On Wed, Jan 12, 2011 at 12:00 PM, <[email protected]> wrote:

>
> Came across this on Twitter this morning:
>
> http://www.smashingmagazine.com/2011/01/11/keeping-web-users-safe-by-sanitizing-input-data/
>
> Makes some good points about not relying on inputs to be safe. Personally,
> I've been using PHPIDS (http://php-ids.org/) to provide some extra
> security
> in recent projects, and it seems to be working pretty well for that. Does
> anyone on the list have experience with that library (or doing some
> bulletproof security protection in general)? The IDS project seems to do a
> good job of catching several types of XSS attacks, exploits and SQL
> injections and can be done pretty transparently if set up right.
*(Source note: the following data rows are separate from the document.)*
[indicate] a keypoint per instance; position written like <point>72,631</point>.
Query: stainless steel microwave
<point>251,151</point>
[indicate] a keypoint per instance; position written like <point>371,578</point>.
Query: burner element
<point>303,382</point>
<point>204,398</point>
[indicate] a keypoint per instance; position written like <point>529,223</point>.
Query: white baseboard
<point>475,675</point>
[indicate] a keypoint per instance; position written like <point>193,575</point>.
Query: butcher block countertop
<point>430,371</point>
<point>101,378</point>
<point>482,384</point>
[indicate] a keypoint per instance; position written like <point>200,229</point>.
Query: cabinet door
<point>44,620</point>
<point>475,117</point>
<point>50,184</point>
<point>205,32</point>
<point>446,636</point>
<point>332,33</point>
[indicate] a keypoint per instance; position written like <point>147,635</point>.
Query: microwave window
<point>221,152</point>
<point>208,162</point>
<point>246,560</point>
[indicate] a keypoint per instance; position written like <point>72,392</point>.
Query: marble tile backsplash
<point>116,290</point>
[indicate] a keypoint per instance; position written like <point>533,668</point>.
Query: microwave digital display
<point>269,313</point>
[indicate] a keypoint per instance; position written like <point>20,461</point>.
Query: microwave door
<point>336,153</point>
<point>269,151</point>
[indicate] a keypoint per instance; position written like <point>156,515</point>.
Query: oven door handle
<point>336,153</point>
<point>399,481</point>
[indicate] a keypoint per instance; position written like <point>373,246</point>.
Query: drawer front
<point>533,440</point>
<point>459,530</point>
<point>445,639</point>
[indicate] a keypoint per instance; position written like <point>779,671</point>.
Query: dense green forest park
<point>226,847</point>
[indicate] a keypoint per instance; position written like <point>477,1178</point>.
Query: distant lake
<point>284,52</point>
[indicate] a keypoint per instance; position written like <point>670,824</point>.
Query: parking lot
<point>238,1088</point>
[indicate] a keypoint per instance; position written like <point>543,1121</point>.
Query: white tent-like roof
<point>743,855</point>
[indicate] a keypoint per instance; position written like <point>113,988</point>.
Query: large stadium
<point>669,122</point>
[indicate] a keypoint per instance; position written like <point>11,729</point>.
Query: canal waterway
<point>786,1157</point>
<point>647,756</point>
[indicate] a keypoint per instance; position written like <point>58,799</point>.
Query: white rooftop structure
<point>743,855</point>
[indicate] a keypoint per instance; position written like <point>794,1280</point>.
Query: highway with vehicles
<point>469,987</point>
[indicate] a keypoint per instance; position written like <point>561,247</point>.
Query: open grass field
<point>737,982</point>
But, it's
> not perfect -- it seems to occasionally think one of the auto-generated
> cookies coming from Chrome is an attack, and it may be overkill for some
> projects that don't have a lot of public facing interfaces.
>
>
> ------------------------------
>


  We have been using php-ids at work for the past couple of weeks, and are
having the same issues with some cookies being tagged as possible attacks.
With a little bit of tweaking we created a list of names and values that it
should not log, and that seems to work really well.  We were especially
having problems with cookies from Google Analytics.

  I learned about php-ids by reading the OWASP web site and its list of the
top 5 PHP security problems - very good reading if you haven't seen it
before:

http://www.owasp.org/index.php/PHP_Top_5

  Let us know how php-ids turns out for you.